Taylor series is defined as
\[f(x)\quad =\sum _{n=0 }^{\infty}{\frac {f^{n}(a)}{n!}}(x-a)^{n}\quad\]
Lets find derivatives,
\[f^0(c) = \frac{1}{(1-c)}\] \[f^{'}(c) = \frac{1}{(1-c)^2}\] \[f^{''}(c) = \frac{2}{(1-c)^3}\]
\[f^{'''}(c) = \frac{6}{(1-c)^4}\]
\[f^{''''}(c) = \frac{24}{(1-c)^5}\]
As per definition,
\[ f(x) = \frac{1}{(1-c)0!}(x-c)^0+\frac{1}{(1-c)^21!}(x-c)^1+\frac{2}{(1-c)^32!}(x-c)^2+\frac{6}{(1-c)^43!}(x-c)^3+ ...\] \[ = \frac{1}{(1-c)}+\frac{1}{(1-c)^2}(x-c)+\frac{2!}{(1-c)^32!}(x-c)^2+\frac{3!}{(1-c)^43!}(x-c)^3+ ...\] \[ = \frac{1}{(1-c)}+\frac{1}{(1-c)^2}(x-c)+\frac{1}{(1-c)^3}(x-c)^2+\frac{1}{(1-c)^4}(x-c)^3+ ...\] \[ =\sum _{n=0 }^{\infty}\frac {1}{(1-c)^{n+1}}(x-c)^n\]

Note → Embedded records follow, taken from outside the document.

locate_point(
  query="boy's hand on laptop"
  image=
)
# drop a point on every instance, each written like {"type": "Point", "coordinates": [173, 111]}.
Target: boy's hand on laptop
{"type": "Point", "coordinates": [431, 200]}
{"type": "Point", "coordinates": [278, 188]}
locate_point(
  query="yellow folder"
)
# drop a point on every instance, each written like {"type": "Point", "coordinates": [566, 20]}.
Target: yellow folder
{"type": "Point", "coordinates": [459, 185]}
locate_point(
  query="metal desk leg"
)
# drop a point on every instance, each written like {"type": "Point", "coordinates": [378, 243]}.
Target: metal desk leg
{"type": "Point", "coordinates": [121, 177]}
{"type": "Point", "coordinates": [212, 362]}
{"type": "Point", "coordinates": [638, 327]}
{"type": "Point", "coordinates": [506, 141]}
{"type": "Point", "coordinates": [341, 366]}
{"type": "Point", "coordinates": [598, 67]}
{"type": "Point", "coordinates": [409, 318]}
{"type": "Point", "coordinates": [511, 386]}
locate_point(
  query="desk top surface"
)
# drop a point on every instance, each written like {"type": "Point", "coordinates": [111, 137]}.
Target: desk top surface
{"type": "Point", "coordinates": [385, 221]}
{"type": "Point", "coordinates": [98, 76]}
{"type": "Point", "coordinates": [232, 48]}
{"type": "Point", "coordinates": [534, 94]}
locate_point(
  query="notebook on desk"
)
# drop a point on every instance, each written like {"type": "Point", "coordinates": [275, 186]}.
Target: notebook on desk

Using Maclaurin series c = 0,
\[f(x) =\sum _{n=0 }^{\infty}x^n = 1+x+x^2+x^3+x^4+ ..... \]
The series converges in the interval (-1,1)
Lets find derivatives,
\[f^0(c) = e^c\] \[f^{'}(c) = e^c\] \[f^{''}(c) = e^c\] \[f^{'''}(c) = e^c\] \[f^{''''}(c) = e^c\]
As per definition,
\[ f(x) = \frac{e^c}{0!}(x-c)^0+\frac{e^c}{1!}(x-c)^1+\frac{e^c}{2!}(x-c)^2+\frac{e^c}{3!}(x-c)^4+ ...\]
\[ =e^c \sum _{n=0 }^{\infty}\frac {(x-c)^n}{n!}\]
Using Maclaurin series c = 0,
\[f(x) =\sum _{n=0 }^{\infty}\frac {x^n}{n!} = 1+x+\frac{x^2}{2}+\frac{x^3}{6}+\frac{x^4}{24}+ ..... \]
Test ratio
\[ \frac {a_{n+1}}{a_n} = \frac {x^{n+1}}{(n+1)!} * \frac {n!}{x^n} = \frac {x}{n+1}\]
\[L = \lim_{n\to\infty} \frac {x}{n+1} = 0\]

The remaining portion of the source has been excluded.